DANNO PARENATLE MORTE FIGLIO, MARITO O FRATELLO O MOGLIE

Il danno da perdita del rapporto parentale va al di là del crudo dolore che la morte in sé di una persona cara, tanto più se preceduta da agonia, provoca nei prossimi congiunti che le sopravvivono, concretandosi esso nel vuoto costituito dal non potere più godere della presenza e del rapporto con chi è venuto meno e perciò nell’irrimediabile distruzione di un sistema di vita basato sull’affettività, sulla condivisione, sulla rassicurante quotidianità dei rapporti tra moglie e marito, tra madre e figlio, tra fratello e fratello, nel non poter più fare ciò che per anni si è fatto, nonché nell’alterazione che una scomparsa del genere inevitabilmente produce anche nelle relazioni tra i superstiti” (Cass. 9 maggio 2011, n. 10107).

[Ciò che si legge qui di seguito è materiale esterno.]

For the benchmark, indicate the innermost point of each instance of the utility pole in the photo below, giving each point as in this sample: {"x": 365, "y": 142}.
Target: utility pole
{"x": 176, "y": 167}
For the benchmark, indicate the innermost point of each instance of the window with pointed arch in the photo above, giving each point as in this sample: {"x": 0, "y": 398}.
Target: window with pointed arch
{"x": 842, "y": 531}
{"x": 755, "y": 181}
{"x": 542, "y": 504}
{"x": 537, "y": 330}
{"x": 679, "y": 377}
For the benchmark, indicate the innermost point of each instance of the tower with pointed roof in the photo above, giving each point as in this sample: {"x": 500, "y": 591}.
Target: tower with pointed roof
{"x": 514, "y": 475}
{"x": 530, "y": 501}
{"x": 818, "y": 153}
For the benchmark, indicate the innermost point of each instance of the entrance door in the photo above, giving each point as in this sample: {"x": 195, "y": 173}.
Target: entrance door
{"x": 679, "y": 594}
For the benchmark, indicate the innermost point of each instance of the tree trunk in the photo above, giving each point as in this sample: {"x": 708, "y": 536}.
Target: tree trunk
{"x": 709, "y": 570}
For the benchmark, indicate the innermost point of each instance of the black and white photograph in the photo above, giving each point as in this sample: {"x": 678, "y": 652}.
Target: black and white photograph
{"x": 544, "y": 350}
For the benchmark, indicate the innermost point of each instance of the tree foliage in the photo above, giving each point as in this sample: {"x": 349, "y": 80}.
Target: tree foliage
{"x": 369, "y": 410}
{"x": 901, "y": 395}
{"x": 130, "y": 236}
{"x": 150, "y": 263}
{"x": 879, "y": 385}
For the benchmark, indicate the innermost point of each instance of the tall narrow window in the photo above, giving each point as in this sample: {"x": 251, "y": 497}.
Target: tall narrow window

In senso conforme: Cass., 12 giugno 2006, n. 13546;

  • Il danno parentale:

  • dalla sentenza 4253/12 della Corte di Cassazione (secondo la quale “perché possa ritenersi risarcibile la lesione del rapporto parentale subita da soggetti estranei a tale ristretto nucleo familiare è necessario che sussista una situazione di convivenza in quanto connotato minimo attraverso cui si esteriorizza l’intimità delle relazioni di parentela, anche allargate, contraddistinte da reciproci legami affettivi…) ì

  • La giurisprudenza di legittimità (Cass. civile 8828/2003) ha evidenziato come: “l’interesse fatto valere nel caso di danno da uccisione di congiunto è quello alla intangibilità della sfera degli affetti e della reciproca solidarietà nell’ambito della famiglia, alla inviolabilità della libera e piena esplicazione delle attività realizzatrici della persona umana nell’ambito di quella peculiare formazione sociale costituita dalla famiglia, la cui tutela è ricollegabile agli artt. 2, 29 e 30 Cost. Si tratta di interesse protetto, di rilievo costituzionale, non avente natura economica, la cui lesione non apre la via ad un risarcimento ai sensi dell’art. 2043, nel cui ambito rientrano i danni patrimoniali, ma ad un risarcimento (o meglio: ad una riparazione), ai sensi dell’art. 2059, senza il limite ivi previsto in correlazione all’art. 185 c.p. in ragione della natura del valore inciso, vertendosi in tema di danno che non si presta ad una valutazione monetaria di mercato.”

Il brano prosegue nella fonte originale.